Did Djokovic’s advocates in the government – such as Warren Entsch, Dave Sharma and John Alexander – think the world would ignore the politically charged hypocrisy of letting the world’s top male player compete while lesser-known female Czech player Renata Voráčová was chased down and deported?
And did Djokovic’s critics think it reflected positively on Australia’s justice system that, barely minutes after the court’s decision on Monday, Liberal MP Julian Simmonds was out on the BBC heaping pressure on his colleagues to ensure the star was swiftly kicked out?
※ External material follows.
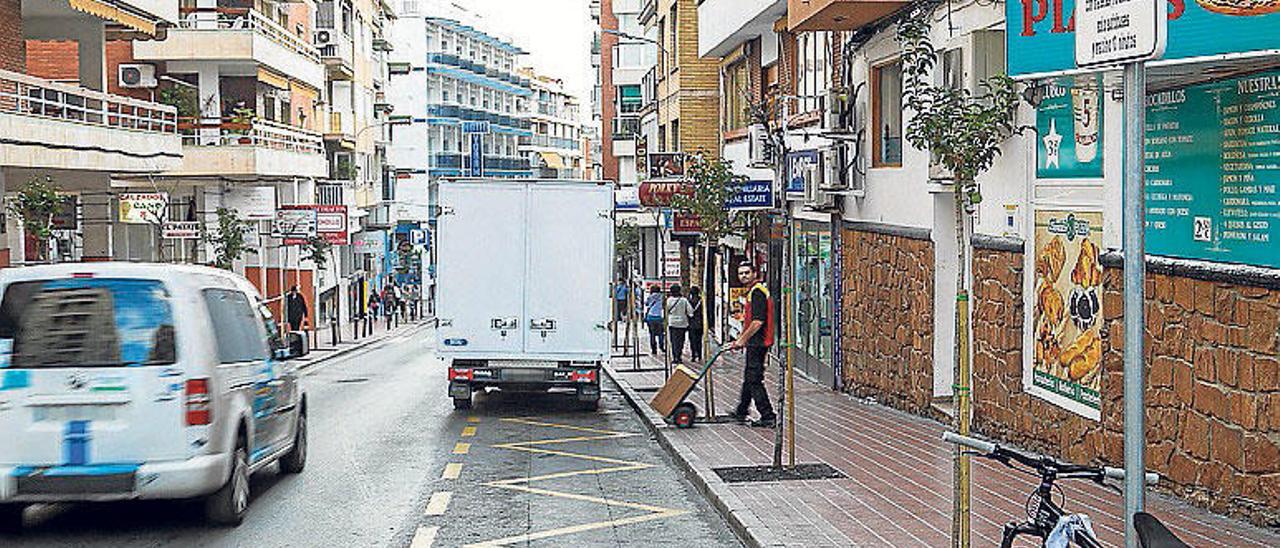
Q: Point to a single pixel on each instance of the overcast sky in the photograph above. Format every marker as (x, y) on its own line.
(557, 33)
And what about Nationals senator Matt Canavan spreading pseudoscientific nonsense about Djokovic’s “natural immunity” being far superior to the protection afforded by vaccines? How does that engender public confidence that our laws are grounded in evidence?
This is just barmy stuff. If a competent government wanted to avoid this debacle, it could easily have done so.
It was well known last year that many professional sportspeople – not just Djokovic – were extremely unlikely to embrace vaccination.
If vaccination was meant to be a condition of travel, why didn’t the government require each players’ vaccination history before issuing those visas in the first place? And certainly before allowing them to travel to Australia. The problem would have been solved.
Once Djokovic’s individual situation became clear, Morrison didn’t need to make himself the ringmaster of the political circus by beating his chest. The Prime Minister could easily have declined to reflect on the independent process because, believe it or not, the national leader has weightier matters to deal with on the current pandemic than a single unvaccinated tourist.
When we look back on this period of history, I suspect Australians would rather have had a prime minister focused on saving lives during a public health emergency than picking political fights with a tennis player – and with the active support of the Murdoch media, leading a national debate on whether Djokovic is a bad person.
Now, as we edge towards Djokovic’s likely deportation, we can expect Morrison to again puff out his chest for the Australian people to give him a medal.
But Morrison should know that prime ministers don’t get applause for cleaning up messes they themselves create; few could forget how bushfire-ravaged communities responded when he descended on their towns seeking praise for having cut short his Hawaiian holiday. It didn’t go down very well.
Sadly, the government has engineered a politically charged popularity contest between those who like Djokovic and want him to play, and those who dislike him and want to give him the boot.
This is a phoney debate that obscures the real matters at hand: That Australia must return to a proper system of public administration with a consistent, predictable and independent system of administrative law operating at arm’s length from day-to-day politics; and that Australia’s political leadership must return to the job the people expect of it in the proper management of this appalling pandemic.